Health care consumers demand access to comparative, accurate information for cost, quality, and satisfaction measures about their doctors and hospitals. Tomorrow’s hospital customer will talk about you, review you, check your prices and quality, and recommend you (or not). They want to be engaged in their health. With an abundance of choice, their patient-customer experience will determine how they assess your value as well as what your brand stands for in the community.
In hospital markets, unlike transactional retail markets, interactions and experiences need to focus on relationships. To retain patients and establish a long-term connection of mutual value for future customer interactions, moving from transactional to relational is essential. Engaging patients with a superior, loyalty-based customer experience will be a key differentiator separating hospital winners from losers in the future. Those hospitals able to bring customer-centric experiences to life and establish meaningful, individualized relationships will emerge as market leaders with the advantage of knowing that empowered customers are willing to pay more for a better experience. Also, importantly, patient experience is a bottom-line issue for Medicare reimbursement, star ratings, and value-based payment arrangements.
Keep Me
Whether you call them patients, consumers, or customers, people need to feel they are valued and respected. So how do you get there?
- Be honest and authentic when setting expectations.
- Be compassionate and empathetic across clinical and non-clinical interactions.
- Instill an employee culture of “do the right thing” across the enterprise.
- Be a knowledgeable advocate and champion for your customers as they navigate the complexities of our health care system.
It’s about building trust. A relationship of trust grows out of personalized, relevant patient journeys; humanized clinical pathways; and brand touchpoints that respect customers’ needs and drive engagement. Health care today is defined by personal responsibility, and the burden falls largely on patients to deal with intimidating clinical and financial decisions. Patients want and need answers. As customers, they deserve them.
“Whether you call them patients, consumers, or customers, people need to feel they are valued and respected.”
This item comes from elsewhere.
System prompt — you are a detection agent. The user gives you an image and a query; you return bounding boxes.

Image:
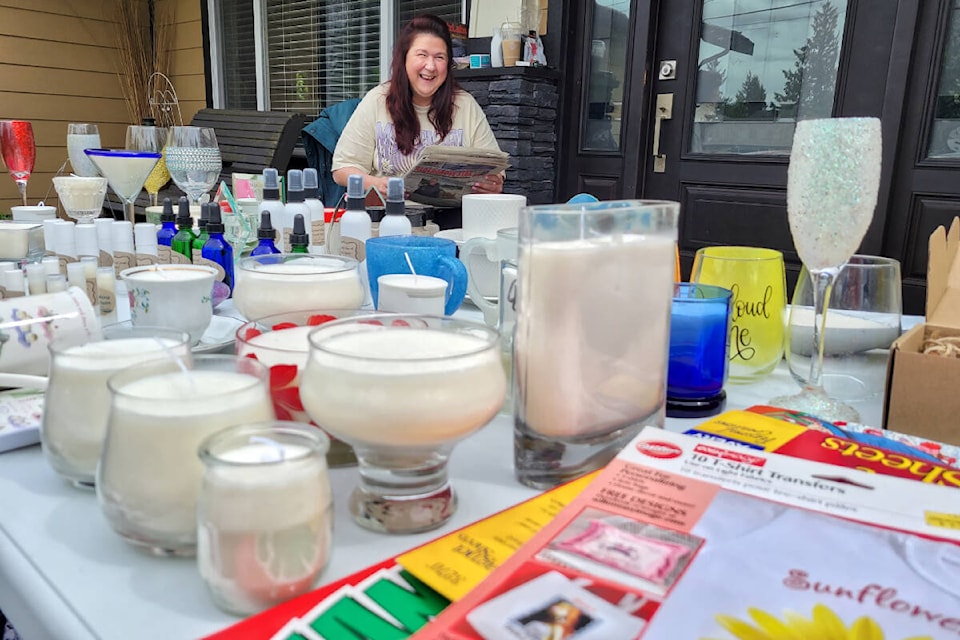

The hospital marketplace has never been more competitive, and superior customer experience that helps consumers successfully navigate the health care landscape is no longer an option: It’s survival. Winning organizations will employ strategies built on a foundation of data-driven personalization and brand experiences that drive trusted relationships. The payoff is high satisfaction ratings, patient loyalty, and increased lifetime value.